As for new devices for assessment of cognitive function, Gordon J. Chelune, PhD — professor of neurology and senior neuropsychologist at the Center for Alzheimer's Care, Imaging and Research at the University of Utah School of Medicine — noted that the evolution of the computer has had a major impact on measurement of cognitive abilities. He cited software for complex and labor‐intensive analyses of cognition along with software for scoring assessment programs that can be easily used by clinicians. “Documentation is key,” said Dr. Chelune. As in any test, validity, reliability and fairness to the test subject are keys. “If you start using labels such as ‘impaired,’ you'd better tell me what is ‘impaired,’” he cautioned.

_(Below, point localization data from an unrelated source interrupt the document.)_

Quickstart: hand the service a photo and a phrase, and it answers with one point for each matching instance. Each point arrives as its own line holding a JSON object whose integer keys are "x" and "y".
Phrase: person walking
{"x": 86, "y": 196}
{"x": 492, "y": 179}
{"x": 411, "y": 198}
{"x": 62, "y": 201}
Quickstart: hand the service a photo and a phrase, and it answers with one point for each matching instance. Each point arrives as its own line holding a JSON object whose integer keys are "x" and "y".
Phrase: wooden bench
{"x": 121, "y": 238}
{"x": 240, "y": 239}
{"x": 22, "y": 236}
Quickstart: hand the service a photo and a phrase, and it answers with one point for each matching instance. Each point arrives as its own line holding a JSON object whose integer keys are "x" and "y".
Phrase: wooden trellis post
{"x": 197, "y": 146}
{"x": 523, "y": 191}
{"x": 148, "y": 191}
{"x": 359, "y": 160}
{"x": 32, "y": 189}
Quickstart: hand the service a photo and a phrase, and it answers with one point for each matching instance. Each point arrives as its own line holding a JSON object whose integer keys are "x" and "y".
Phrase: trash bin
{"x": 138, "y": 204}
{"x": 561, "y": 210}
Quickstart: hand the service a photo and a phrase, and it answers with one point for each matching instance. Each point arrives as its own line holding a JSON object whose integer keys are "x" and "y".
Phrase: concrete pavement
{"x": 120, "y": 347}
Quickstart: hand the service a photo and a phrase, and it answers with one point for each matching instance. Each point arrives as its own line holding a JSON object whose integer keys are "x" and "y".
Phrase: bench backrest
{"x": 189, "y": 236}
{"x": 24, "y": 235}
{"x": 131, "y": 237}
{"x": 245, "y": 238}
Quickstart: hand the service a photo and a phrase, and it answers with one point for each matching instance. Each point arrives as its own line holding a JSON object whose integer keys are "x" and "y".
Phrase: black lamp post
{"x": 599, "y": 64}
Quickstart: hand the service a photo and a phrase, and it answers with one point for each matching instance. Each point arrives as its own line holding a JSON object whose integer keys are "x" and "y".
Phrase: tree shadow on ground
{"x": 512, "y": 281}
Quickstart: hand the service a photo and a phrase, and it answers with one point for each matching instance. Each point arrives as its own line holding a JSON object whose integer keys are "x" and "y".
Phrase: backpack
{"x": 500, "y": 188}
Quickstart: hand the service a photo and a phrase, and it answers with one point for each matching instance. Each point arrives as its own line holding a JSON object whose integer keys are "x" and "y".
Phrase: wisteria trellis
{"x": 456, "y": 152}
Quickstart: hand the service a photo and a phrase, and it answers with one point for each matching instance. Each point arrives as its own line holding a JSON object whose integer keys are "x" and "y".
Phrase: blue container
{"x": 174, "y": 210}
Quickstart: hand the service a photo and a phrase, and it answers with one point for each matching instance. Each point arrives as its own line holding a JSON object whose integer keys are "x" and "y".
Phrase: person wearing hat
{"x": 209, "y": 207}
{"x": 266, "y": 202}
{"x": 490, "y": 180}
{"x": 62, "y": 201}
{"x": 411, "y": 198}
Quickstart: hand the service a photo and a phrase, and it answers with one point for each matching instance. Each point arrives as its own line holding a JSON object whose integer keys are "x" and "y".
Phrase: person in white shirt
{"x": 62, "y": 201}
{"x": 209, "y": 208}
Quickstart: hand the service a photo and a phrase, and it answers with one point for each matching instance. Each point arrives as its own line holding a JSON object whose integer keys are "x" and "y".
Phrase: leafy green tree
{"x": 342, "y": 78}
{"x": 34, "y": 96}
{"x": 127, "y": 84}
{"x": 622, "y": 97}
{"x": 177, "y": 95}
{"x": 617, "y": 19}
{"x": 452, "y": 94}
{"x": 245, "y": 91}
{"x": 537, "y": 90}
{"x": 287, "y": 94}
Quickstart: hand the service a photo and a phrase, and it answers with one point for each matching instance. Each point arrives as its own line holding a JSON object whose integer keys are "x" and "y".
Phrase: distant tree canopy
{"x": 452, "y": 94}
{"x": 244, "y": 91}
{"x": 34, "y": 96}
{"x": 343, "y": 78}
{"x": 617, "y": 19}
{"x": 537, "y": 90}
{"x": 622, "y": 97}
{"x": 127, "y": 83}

In cognitive assessment today, “we're really moving from the adaptation of existing [test] measures to stand‐alone batteries to Internet‐based assessment to virtual reality assessment,” said Alison Cernich, PhD, Veterans Affairs (VA) senior liaison for TBI at the DCoE. But Dr. Cernich cautioned that there are technical limitations of computerized cognitive assessment tools, citing “a potential for error introduced by the system.” For example, computer keyboards slow processing speeds, people vary in their ability to use a mouse, computer monitors differ in resolution according to pixels and there are user variations with touch screens.

Other test‐subject considerations must be taken into account, such as familiarity with a computer, disabilities (if any), influence of the testing environment, test‐taker anxiety, language issues and cultural background. Dr. Cernich also stressed the challenges of user verification, privacy and security issues, informed consent and difficulties of use of computerized cognitive assessment tools in unmonitored and uncontrolled situations. Speakers and workshop participants agreed that a “plug and play” mentality with computerized cognitive assessment devices — without a thorough reading and understanding of the accompanying manual — is not in anyone's best interests. Responsible use based on user qualification and user accountability must be a given, they said.